Ahead of tonight’s budget, the Morrison Government announced $353.9 million over the next four years to support the health and wellbeing of women, including funding for cervical and breast cancer.
Federal Health Minister Greg Hunt said $13.7 million will go towards reducing the rate of preterm births in Australia which disproportionately affect Aboriginal and Torres Strait Islander women.
Undumbi woman and post-doctoral researcher at Menzies School of Medical Research, Dr Tamara Butler is passionate about improving cancer outcomes for Aboriginal and Torres Strait Islander people.
Speaking with The Wire Radio, Ms Butler said she welcomes the announcement but hopes to see more focused support for Aboriginal and Torres Strait Islander women’s health.
“A lot of the support we’re seeing for Indigenous women is on a local level, driven by very passionate health professionals who are really keen to address the issues that they’re seeing on a local level.”
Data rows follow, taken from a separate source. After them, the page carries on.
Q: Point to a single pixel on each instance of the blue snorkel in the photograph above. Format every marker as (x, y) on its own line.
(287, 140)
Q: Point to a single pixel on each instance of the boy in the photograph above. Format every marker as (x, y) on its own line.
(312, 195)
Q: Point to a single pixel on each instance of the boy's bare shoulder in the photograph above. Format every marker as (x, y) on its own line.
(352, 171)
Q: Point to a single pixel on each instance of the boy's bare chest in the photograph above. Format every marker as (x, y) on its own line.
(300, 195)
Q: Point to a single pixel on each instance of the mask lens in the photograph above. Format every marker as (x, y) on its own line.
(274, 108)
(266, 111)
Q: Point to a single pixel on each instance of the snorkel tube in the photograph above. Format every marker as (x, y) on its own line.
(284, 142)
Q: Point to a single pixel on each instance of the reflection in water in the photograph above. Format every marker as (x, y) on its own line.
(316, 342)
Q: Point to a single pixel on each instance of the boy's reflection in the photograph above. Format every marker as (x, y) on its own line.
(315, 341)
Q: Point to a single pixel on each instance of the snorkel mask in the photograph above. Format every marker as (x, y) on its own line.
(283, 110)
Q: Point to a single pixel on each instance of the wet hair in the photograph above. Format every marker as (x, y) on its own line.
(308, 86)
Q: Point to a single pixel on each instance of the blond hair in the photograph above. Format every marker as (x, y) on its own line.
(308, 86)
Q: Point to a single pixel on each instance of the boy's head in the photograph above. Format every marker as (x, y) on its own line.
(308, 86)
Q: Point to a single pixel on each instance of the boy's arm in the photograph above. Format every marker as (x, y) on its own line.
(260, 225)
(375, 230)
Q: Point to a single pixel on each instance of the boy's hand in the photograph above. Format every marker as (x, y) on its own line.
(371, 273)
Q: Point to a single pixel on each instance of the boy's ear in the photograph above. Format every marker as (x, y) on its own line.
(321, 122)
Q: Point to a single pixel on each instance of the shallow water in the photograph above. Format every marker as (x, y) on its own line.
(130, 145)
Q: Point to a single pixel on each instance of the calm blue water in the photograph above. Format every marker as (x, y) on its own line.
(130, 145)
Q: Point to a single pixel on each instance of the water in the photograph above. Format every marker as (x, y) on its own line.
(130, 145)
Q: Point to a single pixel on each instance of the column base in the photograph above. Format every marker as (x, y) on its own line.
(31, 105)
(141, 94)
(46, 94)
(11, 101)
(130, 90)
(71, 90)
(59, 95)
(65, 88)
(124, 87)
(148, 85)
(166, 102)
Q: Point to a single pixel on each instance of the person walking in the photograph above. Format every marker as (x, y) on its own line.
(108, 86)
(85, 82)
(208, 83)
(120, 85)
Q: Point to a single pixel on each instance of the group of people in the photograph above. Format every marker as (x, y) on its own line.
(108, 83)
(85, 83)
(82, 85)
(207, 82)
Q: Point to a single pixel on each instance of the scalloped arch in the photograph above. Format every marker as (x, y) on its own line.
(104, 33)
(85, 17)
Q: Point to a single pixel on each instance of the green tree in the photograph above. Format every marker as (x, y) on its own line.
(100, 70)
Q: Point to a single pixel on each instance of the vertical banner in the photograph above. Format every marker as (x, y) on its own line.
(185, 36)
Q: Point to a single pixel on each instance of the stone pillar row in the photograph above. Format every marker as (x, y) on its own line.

First Nations women experience a higher burden of cervical cancer than other women, but the National Cervical Screening Program (NCSP) is failing to meet their needs, resulting in many women not regularly participating in cervical screening.
Evidence from QLD indicates approximately one-third of Indigenous women regularly participate in cervical screening, compared to about two-thirds of non-Indigenous women.
“That funding announcement is quite welcome however we would like to see some really focused support in that budget to help support Aboriginal and Torres Strait Islander women to access screening,” Ms Butler said.